Wspomniane ćwiczenia były podsumowaniem dwuletniego okresu przygotowań okrętu i 700 osób jego załogi, personelu dywizjonów lotniczych Royal Navy (Fleet Air Arm) i Roay Air Force, które będą obsługiwać samoloty z pokładu „Księcia Walii”, jak też tysięcy żołnierzy oraz cywilów, którzy wspierają i utrzymują przedsięwzięcie na lądzie. Oznacza to, że HMS Prince of Wales może dołączyć do HMS Queen Elizabeth i operować globalnie. Ten ostatni obecnie rozpoczyna drugą połowę swojego dziewiczego rejsu operacyjnego, dowodząc międzynarodową lotniskowcową grupą uderzeniową na Pacyfik.
HMS Prince of Wales
Ostatnim aktem przygotowania nowego brytyjskiego lotniskowca do działalności operacyjnej był udział w największych ćwiczeniach organizowanych jesienią tego roku u wybrzeży Szkocji. Tysiące ludzi z personelu wojskowego z kilkunastu krajów wzięło udział w połączonych ćwiczeniach Zjednoczonego Królestwa i NATO pod kryptonimem „Joint Warrior”/„Dynamic Mariner”, które zakończyły się 30 września, testując swoje umiejętności indywidualnie i zbiorowo, aby radzić sobie z globalnymi wyzwaniami. W trwających dwa tygodnie wspólnych ćwiczeniach wzięło udział ponad 20 okrętów nawodnych i podwodnych, a także morskie samoloty patrolowe oraz śmigłowce.

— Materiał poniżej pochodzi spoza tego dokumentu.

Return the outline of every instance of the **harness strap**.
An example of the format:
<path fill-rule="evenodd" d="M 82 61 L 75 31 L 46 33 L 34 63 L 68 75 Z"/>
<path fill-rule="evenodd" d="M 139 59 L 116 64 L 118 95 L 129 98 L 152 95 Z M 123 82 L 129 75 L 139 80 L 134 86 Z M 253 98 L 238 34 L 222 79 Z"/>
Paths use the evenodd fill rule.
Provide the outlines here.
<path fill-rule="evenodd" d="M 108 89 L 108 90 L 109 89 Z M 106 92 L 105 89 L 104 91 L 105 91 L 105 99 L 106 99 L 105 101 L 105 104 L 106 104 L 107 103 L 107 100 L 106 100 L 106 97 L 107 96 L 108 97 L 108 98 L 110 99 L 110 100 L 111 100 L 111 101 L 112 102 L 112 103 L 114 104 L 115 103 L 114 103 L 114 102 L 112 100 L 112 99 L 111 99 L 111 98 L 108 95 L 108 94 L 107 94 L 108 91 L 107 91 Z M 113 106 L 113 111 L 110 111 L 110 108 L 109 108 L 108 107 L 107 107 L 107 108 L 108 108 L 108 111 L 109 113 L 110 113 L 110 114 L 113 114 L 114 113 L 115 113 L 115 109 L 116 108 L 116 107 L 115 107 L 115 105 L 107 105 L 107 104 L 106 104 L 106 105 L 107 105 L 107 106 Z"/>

Dziesięć okrętów Królewskiej Marynarki Wojennej i wydzielone siły czterech dywizjonów Fleet Air Arm (transportowe oraz przeciwpodwodne Merliny, śmigłowce Wildcat i odrzutowe Hawki), Royal Marines z 3. Brygady Komandosów i działa wspierającego go 29. pułku Artylerii Królewskiej (29. Commando Royal Artillery), plus oficerowie sztabowi – w sumie około 2000 żołnierzy. HMS Prince of Wales i okręt desantowy HMS Albion prowadziły siły Royal Navy, do których dołączyły: fregaty typu 23/Duke HMS Argyll i HMS Lancaster, zbiornikowiec RFA Tiderace, okręt wsparcia RFA Mounts Bay, niszczyciel min typu Sandown HMS Pembroke i trzy małe patrolowce typu P2000.